Fetal & Neonatal Respiration/SIDs

Question 1

What are 2 fetal adaptations to hypoxia?

Answer 1

1) fetal Hb has a higher affinity for O2 than maternal O2

2) higher Hb concentration

Question 2

Why do the fetal lungs only receive only 5-8% of the CO? (2)

Answer 2

1) the fetal lungs have high pulmonary vascular resistance in utero
2) blood flow through fetal lungs is NOT needed only for gas exchange, only for the development of the lungs itself.

Question 3

What causes the high pulmonary vascular resistance observed in the fetal lungs? (multiple factors that cause vasoconstriction in utero)

Answer 3

vasoconstriction is maintained via PEP-TOLL

1) thromboxanes (platelet-derived) stimulate platelet aggregation
2) low O2/low pH - hypoxia induces redistribution of blood flow away from the accessory organs to the heart, brain, and adrenal glands.
1) lung fluid - mechanical compression of small arteries
3) leukotrienes
5) endothelin-1 (ET-1), PAF, PDGF

Question 4

Factors that cause vasodilation in utero:

Answer 4

1) NO
2) increased O2 (low CO2, high pH)
3) PGI2

Question 5

Patency of the ductus arteriosus is maintained by:

Which brings us to the following questions:
Why must a pregnant mom refrain from taking NSAIDS during the third trimester?

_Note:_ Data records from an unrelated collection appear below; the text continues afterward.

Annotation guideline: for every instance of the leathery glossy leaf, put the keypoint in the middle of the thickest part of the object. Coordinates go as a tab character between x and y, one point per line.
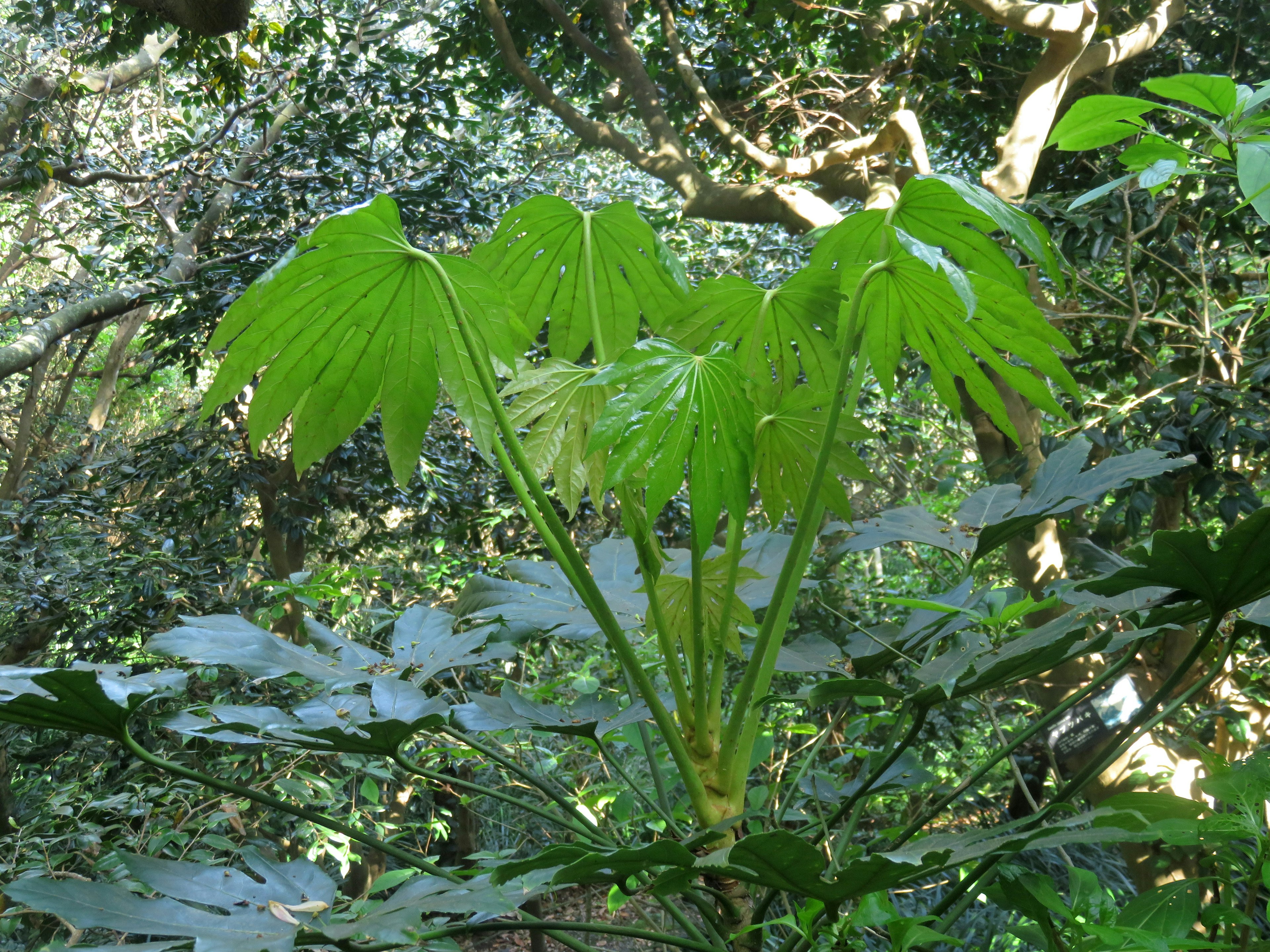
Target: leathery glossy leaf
786	328
1061	484
251	925
679	407
1213	95
359	318
1234	575
83	698
786	441
538	252
1028	233
563	413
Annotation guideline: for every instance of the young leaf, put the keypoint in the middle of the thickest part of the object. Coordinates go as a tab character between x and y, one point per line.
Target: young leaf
539	251
361	318
1099	121
676	408
675	592
788	327
1213	95
786	441
566	412
1234	575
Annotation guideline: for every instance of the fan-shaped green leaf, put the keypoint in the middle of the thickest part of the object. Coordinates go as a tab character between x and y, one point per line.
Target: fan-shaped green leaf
541	251
788	327
939	209
677	408
566	412
910	304
854	240
1213	95
359	318
786	442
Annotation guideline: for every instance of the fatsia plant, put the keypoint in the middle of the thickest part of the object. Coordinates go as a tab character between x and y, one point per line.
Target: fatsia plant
629	384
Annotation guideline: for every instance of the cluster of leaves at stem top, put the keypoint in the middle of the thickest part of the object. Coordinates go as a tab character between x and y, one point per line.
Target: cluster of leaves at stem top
630	380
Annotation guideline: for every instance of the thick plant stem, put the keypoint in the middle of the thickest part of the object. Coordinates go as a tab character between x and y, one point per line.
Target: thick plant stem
570	559
1024	737
736	535
651	572
282	807
701	742
1147	718
597	341
764	660
913	730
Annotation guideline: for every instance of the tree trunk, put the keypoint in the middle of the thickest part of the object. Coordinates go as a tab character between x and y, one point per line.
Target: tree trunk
464	829
127	329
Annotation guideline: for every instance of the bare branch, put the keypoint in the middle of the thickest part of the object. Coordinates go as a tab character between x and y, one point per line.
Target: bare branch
1135	42
1047	21
594	134
902	129
32	344
581	40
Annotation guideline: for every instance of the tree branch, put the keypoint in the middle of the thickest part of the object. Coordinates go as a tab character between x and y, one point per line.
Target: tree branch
36	88
28	348
1132	44
1046	21
594	134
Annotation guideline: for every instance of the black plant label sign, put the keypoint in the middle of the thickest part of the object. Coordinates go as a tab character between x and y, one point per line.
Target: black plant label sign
1093	722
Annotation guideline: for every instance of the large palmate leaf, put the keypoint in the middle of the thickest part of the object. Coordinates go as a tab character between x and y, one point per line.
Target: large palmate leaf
563	413
786	441
83	698
257	917
786	328
545	251
357	318
541	597
1234	575
1061	484
329	722
588	718
679	407
910	302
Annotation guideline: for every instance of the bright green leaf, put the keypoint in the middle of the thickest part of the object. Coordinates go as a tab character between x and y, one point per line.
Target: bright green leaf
786	442
566	412
789	327
360	318
677	408
1213	95
539	253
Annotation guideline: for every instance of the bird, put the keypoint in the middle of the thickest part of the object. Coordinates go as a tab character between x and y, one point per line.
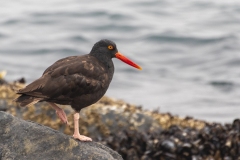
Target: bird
78	81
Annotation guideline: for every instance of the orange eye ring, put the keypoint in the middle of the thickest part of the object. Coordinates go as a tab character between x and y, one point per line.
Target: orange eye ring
110	47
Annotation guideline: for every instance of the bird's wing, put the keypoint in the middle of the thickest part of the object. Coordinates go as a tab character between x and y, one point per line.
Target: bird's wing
80	76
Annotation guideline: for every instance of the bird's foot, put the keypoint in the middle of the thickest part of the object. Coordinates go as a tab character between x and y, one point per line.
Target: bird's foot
82	138
62	115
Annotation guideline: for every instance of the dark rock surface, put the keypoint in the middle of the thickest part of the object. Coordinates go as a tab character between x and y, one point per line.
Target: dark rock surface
21	139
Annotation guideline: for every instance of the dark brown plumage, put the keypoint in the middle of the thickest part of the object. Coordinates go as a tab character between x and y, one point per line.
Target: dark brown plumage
78	81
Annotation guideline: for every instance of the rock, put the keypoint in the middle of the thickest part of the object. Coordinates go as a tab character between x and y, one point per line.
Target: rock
21	139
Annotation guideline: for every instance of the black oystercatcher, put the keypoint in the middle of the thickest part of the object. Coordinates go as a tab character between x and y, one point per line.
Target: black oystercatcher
78	81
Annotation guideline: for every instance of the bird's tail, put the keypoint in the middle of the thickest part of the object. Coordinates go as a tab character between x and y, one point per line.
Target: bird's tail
25	100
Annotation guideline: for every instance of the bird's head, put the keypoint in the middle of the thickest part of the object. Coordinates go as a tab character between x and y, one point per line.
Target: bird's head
107	48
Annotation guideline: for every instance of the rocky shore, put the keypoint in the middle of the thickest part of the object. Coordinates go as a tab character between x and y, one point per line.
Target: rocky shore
136	133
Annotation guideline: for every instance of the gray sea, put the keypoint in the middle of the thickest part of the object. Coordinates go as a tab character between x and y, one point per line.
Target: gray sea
189	50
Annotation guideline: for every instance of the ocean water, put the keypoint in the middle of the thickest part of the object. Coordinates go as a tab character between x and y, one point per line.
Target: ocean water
189	50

What is used to maintain patency in the fetus?

Answer 5

PGE2

Pregnant moms should not take NSAIDS because it will promote premature closure of the ductus arteriosus, which lead to pulmonary vasculature abnormalities and pulmonary HTN.

Prostaglandin Es are used to maintain patency of the DA until surgical ligation is performed.

Question 6

How does the closure of the ductus arteriosus occur after a baby is born? (3 mechanisms)

Answer 6

1) baby take its first breath –> increase in O2 leads to 3 things:
a) decrease pulmonary vascular resistance (remember low O2 causes vasoconstriction), which reduces the BP in the DA lumen
b) Ca influx –> muscle contraction
c) ET2 production

2) removal of placenta reduces PGE2 levels
3) reduce PGE2 receptors in DA wall

all lead to vasoconstriction of the musculature at the ductus arteriosus, and ultimately leading to its closure.

Question 7

Whats the difference between fetal circulation and neonatal circulation in terms of:

1) placenta
2) FO + DA
3) PVR
4) pulmonary blood flow
5) RAP and LAP

Answer 7

Fetal circulation:

1) placenta - present
2) FO + DA - open
3) PVR - high
4) pulmonary blood flow - low
5) RAP > LAP

Neonatal circulation:

1) placenta - absent
2) FO + DA - closed
3) PVR - low
4) pulmonary blood flow - high
5) RAP < LAP

Question 8

During the transition from fetal circulation –> neonatal circulation, PVR goes from HIGH –> LOW. What would delay a decrease in PVR?

Answer 8

normally, as soon as the baby takes a breath, there is a decrease pulmonary vascular resistance (remember low O2 causes vasoconstriction), which reduces the BP in the DA lumen.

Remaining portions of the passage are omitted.